Starting at the top of the mountain, we take our first step downhill in the direction specified by the negative gradient. Next we recalculate the negative gradient (passing in the coordinates of our new point) and take another step in the direction it specifies. We continue this process iteratively until we get to the bottom of our graph, or to a point where we can no longer move downhill–a local minimum.

### 4. 2 Learning Rate

The size of these steps is called the learning rate. 

1. With a high learning rate we can cover more ground each step, but we risk overshooting the lowest point since the slope of the hill is constantly changing. 
2. With a low learning rate, we can confidently move in the direction of the negative gradient since we are recalculating it so frequently. 

> A very low learning rate is more precise, but calculating the gradient is time-consuming, so it will take us a very long time to get to the bottom.

> A low learning rate might also get stuck in a local minima, as it is also a point of 0 gradient.

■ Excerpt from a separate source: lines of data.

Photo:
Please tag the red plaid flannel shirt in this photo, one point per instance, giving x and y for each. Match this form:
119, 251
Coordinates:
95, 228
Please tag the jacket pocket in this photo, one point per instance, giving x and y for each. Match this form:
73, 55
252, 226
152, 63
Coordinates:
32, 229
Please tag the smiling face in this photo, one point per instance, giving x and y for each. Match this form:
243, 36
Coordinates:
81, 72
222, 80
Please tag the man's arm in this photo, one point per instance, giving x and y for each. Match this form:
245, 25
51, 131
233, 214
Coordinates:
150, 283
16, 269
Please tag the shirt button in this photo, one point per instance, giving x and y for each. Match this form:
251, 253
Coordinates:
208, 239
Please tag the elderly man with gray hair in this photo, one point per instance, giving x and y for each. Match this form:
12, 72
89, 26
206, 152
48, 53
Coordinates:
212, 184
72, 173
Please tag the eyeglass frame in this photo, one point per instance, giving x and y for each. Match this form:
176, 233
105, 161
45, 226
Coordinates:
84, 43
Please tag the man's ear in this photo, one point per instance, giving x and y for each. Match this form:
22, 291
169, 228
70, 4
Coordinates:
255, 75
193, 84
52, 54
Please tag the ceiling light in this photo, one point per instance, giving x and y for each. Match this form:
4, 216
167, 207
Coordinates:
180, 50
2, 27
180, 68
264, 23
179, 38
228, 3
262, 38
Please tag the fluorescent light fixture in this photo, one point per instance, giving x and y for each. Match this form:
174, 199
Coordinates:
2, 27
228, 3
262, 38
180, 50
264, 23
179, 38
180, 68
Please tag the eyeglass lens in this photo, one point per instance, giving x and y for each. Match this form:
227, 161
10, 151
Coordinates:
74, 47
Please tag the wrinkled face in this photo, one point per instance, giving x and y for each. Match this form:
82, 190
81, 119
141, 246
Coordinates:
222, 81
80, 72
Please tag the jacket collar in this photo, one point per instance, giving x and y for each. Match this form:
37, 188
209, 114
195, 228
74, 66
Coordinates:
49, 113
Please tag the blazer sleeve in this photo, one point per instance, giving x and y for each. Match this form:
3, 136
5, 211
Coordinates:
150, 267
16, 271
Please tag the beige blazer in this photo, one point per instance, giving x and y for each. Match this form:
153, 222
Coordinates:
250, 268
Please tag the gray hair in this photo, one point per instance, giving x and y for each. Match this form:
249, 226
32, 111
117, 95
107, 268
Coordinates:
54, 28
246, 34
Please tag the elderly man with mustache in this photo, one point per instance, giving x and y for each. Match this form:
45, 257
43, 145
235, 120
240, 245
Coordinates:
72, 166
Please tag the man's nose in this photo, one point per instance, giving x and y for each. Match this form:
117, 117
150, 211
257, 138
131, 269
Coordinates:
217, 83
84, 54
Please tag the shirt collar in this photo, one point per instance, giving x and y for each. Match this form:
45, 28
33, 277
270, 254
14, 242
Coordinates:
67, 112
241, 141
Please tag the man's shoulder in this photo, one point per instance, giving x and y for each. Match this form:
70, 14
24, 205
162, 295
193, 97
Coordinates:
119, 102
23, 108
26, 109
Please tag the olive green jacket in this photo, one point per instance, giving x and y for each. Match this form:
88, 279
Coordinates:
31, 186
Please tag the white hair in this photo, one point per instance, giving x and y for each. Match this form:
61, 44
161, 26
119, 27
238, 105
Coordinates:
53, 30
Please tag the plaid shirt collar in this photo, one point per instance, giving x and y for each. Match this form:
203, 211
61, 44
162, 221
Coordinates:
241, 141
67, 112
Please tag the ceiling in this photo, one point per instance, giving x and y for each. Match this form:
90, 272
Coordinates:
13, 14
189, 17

> This is why we used a log loss. It has only a gloabal minimum, and not local Minima where we can get stuck

### 4. 3 Mathematics

The Loss Functions tells us “how good” our model is at making predictions for a given set of parameters. The cost function has its own curve and its own gradients. The slope of this curve tells us how to update our parameters to make the model more accurate.

There are two parameters in our cost function we can control: $w$ (weight) and $b$ (bias). Since we need to consider the impact each one has on the final prediction, we need to use partial derivatives. We calculate the partial derivatives of the cost function with respect to each parameter and store the results in a gradient.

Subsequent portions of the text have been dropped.